Can dacomitinib/dacomitinib and osimertinib be taken together?

Dacomitinib and Osimertinib are approved as first-line treatments for EGFR-mutated non-small cell lung cancer, but resistance may develop. Although the third-generation EGFR inhibitor osimertinib has achieved clinical success as a first-line treatment for EGFR-mutated non-small cell lung cancer, resistance has emerged due to the acquisition of second-site EGFR mutations and other mechanisms, necessitating alternative therapies.
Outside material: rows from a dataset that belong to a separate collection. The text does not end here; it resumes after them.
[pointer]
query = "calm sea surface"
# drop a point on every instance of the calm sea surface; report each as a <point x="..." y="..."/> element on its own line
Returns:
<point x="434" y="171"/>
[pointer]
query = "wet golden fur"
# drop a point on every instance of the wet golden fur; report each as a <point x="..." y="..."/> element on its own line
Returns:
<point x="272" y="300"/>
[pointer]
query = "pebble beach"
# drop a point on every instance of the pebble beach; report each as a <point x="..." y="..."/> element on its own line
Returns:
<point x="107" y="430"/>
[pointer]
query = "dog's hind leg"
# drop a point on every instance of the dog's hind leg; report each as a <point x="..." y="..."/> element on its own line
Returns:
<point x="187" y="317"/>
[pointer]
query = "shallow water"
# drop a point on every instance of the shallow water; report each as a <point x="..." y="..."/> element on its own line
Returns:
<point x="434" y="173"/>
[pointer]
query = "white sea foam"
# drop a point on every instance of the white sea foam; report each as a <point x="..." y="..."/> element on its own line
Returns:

The pan-HER inhibitor dacomitinib is approved for first-line treatment and causes acquired EGFR mutations that are different from those that mediate targeted resistance to osimertinib. Therefore, the combination of dacomitinib and osimertinib may induce a more durable response by preventing the emergence of resistance.

Osimertinib is a third-generation irreversible EGFR TKI that has become the first-line treatment standard for patients with EGFR-mutated lung cancer. Osimertinib was initially approved for the treatment of acquired EGFR T790M, the most common mechanism of acquired resistance to early-generation EGFR TKIs, and has since demonstrated superior efficacy in upfront therapy, with improved progression-free and overall survival compared with first-generation EGFR TKIs. Mechanisms of acquired resistance to early osimertinib are still emerging, but acquired EGFR second site mutations of EGFR C797S (the binding site of osimertinib and EGFR) are some common causes.
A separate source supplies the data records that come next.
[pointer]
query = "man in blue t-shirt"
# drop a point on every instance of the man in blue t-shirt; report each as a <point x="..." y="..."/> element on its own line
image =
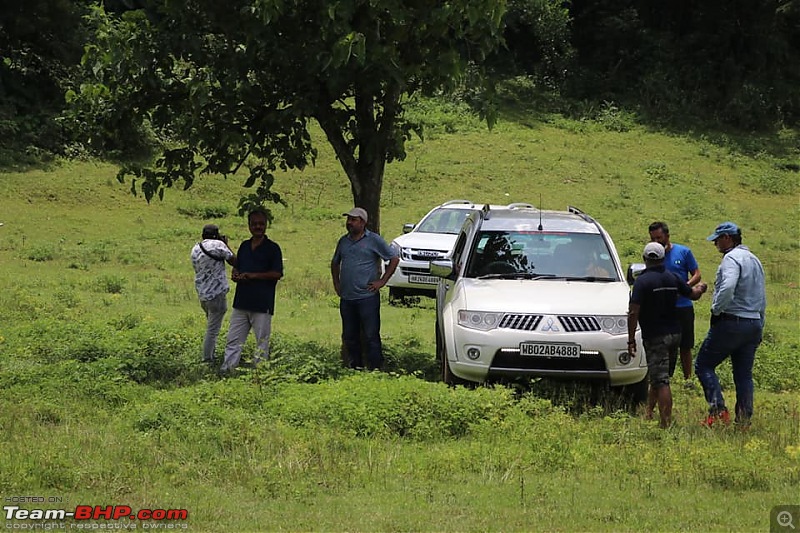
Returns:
<point x="355" y="269"/>
<point x="259" y="267"/>
<point x="680" y="260"/>
<point x="652" y="307"/>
Dacomitinib is a pan-HER tyrosine kinase inhibitor that has also been proven to be effective as a first-line treatment for patients with EGFR mutant lung cancer. In the ARCHER 1050 study, dacomitinib was compared with gefitinib as first-line treatment. The median progression-free survival was 14.7 months for dacomitinib and 9.2 months for gefitinib, leading to approval of dacomitinib in this setting. The most common mechanism of resistance to first- and second-generation EGFR inhibitors is the acquisition of the second-site mutation EGFR T790M9.

Assuming that by preventing the observed acquired EGFR mutation spectrum, combination therapy with dacomitiniband osimertinib may be an effective first-line treatment for patients with advanced EGFR-mutated lung cancer. Specifically, osimertinib is effective in the setting of EGFR T790M, while dacomitinib is effective in the setting of EGFR C797S. This hypothesis is consistent with previous studies demonstrating that combination targeted therapy can delay the emergence of acquired resistance in EGFR-mutated lung cancer.

Since the combination therapy of dacomitinib and osimertinib has not been clinically approved, its effect needs to be verified through clinical trials. In clinical trials, researchers evaluate the efficacy, safety, and patient tolerability of combination drugs. This treatment option is recommended only if it is well demonstrated that the benefits of the combination outweigh the potential risks. Therefore, no matter what kind of medicine is used, patients should follow the doctor's advice and guidance and use the medicine in accordance with the prescribed dosage and usage.